On our drive I was sitting in the back of the tata looking out the window thinking of me and Calvin’s talk the night before about how we thought India would be like and how it’s nothing we imagine. It reminded me back to when one of my friends mom asked me “why India? It’s so dirty!” At the time I didn’t know how to respond and if she were to ask me again I would have a response but not a very good one because talking and trying to explain this trip doesn’t come close to living this experience but I can give it a shot. When I look out the window I could see trash on the roads and dirty ponds so yes it can be dirty. When you look past that and look a little deeper into India you can see the beautiful place that India is. The loving people, the bright clothing, the culture! It’s truly is amazing. When I first got here it felt like being in a different world but now I call Nishtha my home! And I don’t want to leave home! The people here don’t have a very good image of how we live back home but back home we knew that there is poverty here.

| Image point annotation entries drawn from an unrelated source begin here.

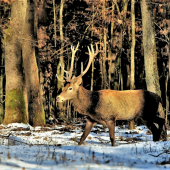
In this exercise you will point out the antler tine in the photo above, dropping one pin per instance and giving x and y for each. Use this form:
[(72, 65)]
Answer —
[(92, 54), (60, 79), (63, 76), (74, 50)]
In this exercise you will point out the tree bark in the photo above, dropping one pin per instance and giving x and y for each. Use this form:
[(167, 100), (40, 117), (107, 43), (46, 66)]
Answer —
[(132, 82), (35, 105), (15, 106), (150, 54)]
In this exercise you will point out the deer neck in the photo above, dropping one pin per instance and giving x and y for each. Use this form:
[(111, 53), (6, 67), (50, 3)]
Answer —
[(82, 101)]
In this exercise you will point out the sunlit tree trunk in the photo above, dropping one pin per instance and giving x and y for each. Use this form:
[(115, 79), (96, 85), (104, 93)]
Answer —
[(15, 106), (104, 47), (60, 71), (132, 82), (150, 54), (1, 82), (34, 95)]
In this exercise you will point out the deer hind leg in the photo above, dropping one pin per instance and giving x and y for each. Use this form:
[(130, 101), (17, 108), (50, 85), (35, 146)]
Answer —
[(162, 127), (89, 125), (111, 126), (155, 131)]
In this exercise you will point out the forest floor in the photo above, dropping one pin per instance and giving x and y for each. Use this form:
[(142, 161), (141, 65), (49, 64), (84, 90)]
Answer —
[(23, 147)]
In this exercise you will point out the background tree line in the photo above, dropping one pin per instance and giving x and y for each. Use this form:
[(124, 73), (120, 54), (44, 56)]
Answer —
[(133, 38)]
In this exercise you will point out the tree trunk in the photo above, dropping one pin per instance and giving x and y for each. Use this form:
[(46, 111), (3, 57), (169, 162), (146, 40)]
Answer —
[(35, 105), (15, 106), (132, 82), (1, 83), (150, 55), (60, 71)]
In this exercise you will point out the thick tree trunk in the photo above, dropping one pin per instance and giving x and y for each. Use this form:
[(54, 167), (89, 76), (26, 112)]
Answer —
[(15, 106), (150, 55), (35, 105)]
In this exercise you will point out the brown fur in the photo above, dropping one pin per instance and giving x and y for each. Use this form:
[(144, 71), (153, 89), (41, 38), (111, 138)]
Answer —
[(107, 106)]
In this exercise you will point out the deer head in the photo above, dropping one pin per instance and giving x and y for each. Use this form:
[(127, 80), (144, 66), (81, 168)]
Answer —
[(73, 83)]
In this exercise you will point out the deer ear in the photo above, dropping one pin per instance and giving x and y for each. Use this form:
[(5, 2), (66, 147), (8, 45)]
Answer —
[(79, 81)]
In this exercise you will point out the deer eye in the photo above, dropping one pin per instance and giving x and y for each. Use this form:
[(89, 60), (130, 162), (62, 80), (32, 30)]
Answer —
[(70, 88)]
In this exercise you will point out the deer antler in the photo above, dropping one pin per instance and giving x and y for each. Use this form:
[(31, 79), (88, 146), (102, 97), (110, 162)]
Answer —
[(70, 72), (74, 50), (92, 54)]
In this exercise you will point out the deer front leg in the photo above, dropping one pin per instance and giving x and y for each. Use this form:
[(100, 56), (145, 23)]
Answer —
[(89, 125), (111, 127)]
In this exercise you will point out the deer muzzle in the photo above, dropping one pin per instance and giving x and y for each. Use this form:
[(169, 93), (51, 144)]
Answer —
[(59, 99)]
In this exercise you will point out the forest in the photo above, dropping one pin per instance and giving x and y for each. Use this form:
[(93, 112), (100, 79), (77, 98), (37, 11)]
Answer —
[(133, 37)]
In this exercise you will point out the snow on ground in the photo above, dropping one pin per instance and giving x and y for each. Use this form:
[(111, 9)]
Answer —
[(23, 147)]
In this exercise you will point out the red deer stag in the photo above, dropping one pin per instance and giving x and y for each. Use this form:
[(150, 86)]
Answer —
[(107, 106)]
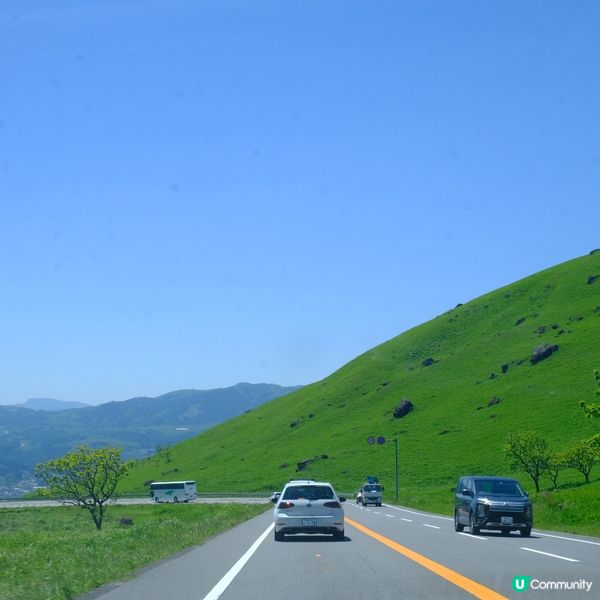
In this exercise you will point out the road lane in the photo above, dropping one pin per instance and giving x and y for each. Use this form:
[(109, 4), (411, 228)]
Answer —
[(317, 567), (491, 559)]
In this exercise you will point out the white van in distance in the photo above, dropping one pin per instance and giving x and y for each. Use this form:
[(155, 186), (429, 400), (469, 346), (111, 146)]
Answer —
[(173, 491)]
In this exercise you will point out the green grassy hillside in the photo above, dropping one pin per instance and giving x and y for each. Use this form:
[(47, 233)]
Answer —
[(451, 430)]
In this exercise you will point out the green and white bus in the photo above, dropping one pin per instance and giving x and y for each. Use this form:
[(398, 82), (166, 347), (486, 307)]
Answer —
[(173, 491)]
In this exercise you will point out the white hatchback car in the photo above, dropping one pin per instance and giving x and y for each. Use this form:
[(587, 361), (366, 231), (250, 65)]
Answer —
[(309, 507)]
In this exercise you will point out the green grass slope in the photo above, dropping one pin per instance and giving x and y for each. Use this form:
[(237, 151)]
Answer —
[(451, 430)]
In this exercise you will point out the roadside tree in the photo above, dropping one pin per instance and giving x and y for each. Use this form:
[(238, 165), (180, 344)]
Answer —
[(529, 451), (582, 457), (554, 467), (87, 478)]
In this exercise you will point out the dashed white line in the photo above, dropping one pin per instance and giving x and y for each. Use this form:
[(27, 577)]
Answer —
[(239, 565), (420, 514), (472, 537), (560, 537), (552, 555)]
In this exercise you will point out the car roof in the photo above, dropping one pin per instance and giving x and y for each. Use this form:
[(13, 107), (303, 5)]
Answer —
[(306, 482), (488, 477)]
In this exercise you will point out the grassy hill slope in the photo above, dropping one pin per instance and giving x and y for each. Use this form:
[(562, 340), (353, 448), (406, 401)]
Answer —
[(451, 430)]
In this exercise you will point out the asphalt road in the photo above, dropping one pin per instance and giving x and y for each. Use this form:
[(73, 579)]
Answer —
[(388, 553)]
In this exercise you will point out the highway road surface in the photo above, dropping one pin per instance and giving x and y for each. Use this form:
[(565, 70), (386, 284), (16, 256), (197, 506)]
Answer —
[(388, 553)]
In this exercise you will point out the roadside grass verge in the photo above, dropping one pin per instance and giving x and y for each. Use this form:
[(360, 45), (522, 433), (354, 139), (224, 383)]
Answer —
[(57, 554)]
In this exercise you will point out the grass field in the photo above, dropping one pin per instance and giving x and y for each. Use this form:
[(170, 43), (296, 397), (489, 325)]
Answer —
[(57, 554)]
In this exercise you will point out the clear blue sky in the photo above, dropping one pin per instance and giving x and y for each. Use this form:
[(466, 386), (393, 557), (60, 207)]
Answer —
[(197, 193)]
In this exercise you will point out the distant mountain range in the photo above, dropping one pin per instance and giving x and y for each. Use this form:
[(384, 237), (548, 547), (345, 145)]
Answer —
[(43, 429), (51, 404)]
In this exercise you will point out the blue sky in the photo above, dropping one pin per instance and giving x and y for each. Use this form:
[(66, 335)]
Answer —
[(197, 193)]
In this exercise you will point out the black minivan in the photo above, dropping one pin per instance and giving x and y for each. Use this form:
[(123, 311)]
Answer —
[(482, 502)]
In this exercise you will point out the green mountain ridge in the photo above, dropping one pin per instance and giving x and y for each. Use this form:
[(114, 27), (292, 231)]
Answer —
[(468, 373), (137, 425)]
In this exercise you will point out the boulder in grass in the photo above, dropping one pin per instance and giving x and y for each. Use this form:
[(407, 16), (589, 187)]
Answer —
[(403, 409), (542, 352)]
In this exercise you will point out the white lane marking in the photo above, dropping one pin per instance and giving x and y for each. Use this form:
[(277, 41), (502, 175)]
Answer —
[(560, 537), (473, 537), (552, 555), (423, 514), (232, 573)]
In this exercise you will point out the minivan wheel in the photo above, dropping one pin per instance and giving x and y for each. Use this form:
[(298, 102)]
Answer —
[(473, 527), (457, 526)]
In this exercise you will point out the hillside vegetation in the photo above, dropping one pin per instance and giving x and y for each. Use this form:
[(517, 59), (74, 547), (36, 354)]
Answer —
[(137, 425), (449, 368)]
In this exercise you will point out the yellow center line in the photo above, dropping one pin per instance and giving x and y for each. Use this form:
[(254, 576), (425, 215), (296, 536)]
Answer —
[(478, 590)]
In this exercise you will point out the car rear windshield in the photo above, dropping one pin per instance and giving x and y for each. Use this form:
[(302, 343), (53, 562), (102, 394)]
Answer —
[(502, 487), (309, 492)]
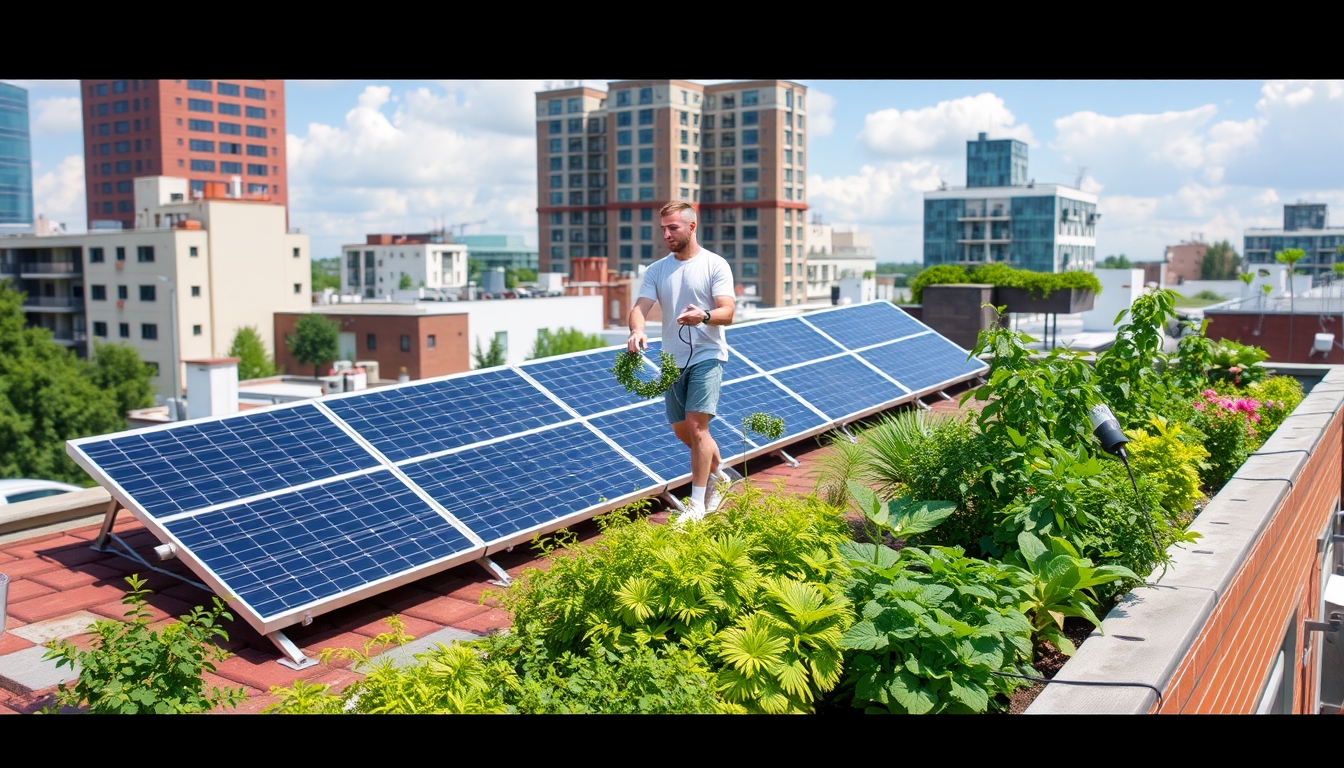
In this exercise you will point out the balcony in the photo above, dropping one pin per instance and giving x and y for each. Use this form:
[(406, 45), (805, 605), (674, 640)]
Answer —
[(53, 304), (49, 269)]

You would think us back home would be more grateful for what we have. The people I met here are happy with the little things they have in life. So I guess if someone were to ask me, why India? Why put so much effort for 9 months for only 2 weeks? Why be put so far out of my comfort zone? My answer would be because I have learned more in the past week then I have in the past 17 years! This was all in a 15 minutes car ride! I then noticed we were at the school and saw all the beautiful smiles of the girls waiting to welcome us with open arms!

I haven’t even skimmed how amazing this has all been. I’m on the verge of tears every time I have to think about leaving them tomorrow. Those girls and India will now always have a special place in my heart! Today as I was saying goodbye to a girl she looked at me and said ” Tomorrow you no cry” as she walked away I began to cry but didn’t let her see. I wish I could be with them forever but I now am forever changed because of them. I can only hope I have helped them like they have helped me!

I have been very healthy this whole trip and don’t really miss home. (Sorry mom) I did miss my dog as I held a puppy in my village today. Mom I decided when I come home I want Wendy’s and a solid Jamba Juice! That’s all I have wanted this trip! I hope all is good back home and try not to miss me to much! See you December 2nd!

2 Responses to “Deep thoughts during car rides… Paula Plazas”

  1. Baby girl, words can’t express how proud I am off you, and what I beautiful soul i believe you have. You have been sent to this earth with so many gift… a great capacity to love, to forgive, to give of yourself selflessly… you are one of kind and I was bless with having you as my daughter.
    If you are wondering if I cried reading your post, the answer is yes, how could I read and see how much you have grown in 2 weeks and not be filled up with emotions? You are amazing and if before I used to believe you were able to achieve anything you put your mind to, now you have prove me right.

    I hope you get the opportunity again to live more experiences like this, I hope you have the opportunity to come back and share again with all this wonderful people of India, and I hope one day I get to share that with you (if you want).

    As you mother I will be eternally grateful to this people that I don’t even know, because their love have touch your life and have made you better and stronger.

    Can’t wait for you to be home and be able to listen all your stories…knowing you I know there will be plenty of funny ones, and some scary ones (like spider scary)

    Love you

    Mom

  2. I almost didnt make it reading your whole message as tears kept coming to my eyes… I am so proud of you and how much you have grown in this short days…I remember the days where u would choose your vacation spot depending on what kind of food they eat there.lol. I can see trough your words the appreciation that you have and how much you have learned…as your dad read it tears started just running..we are all so very proud of you..You share a lot of the same feelings your dad, Vanessa, and me had when we went to India all on different ocassions..being there makes everyone appreciate how happy you can be and how little it takes to find true happiness. cant wait to see you and hear all about it while we all share a big Jamba Juice! next year u need to take Johny!!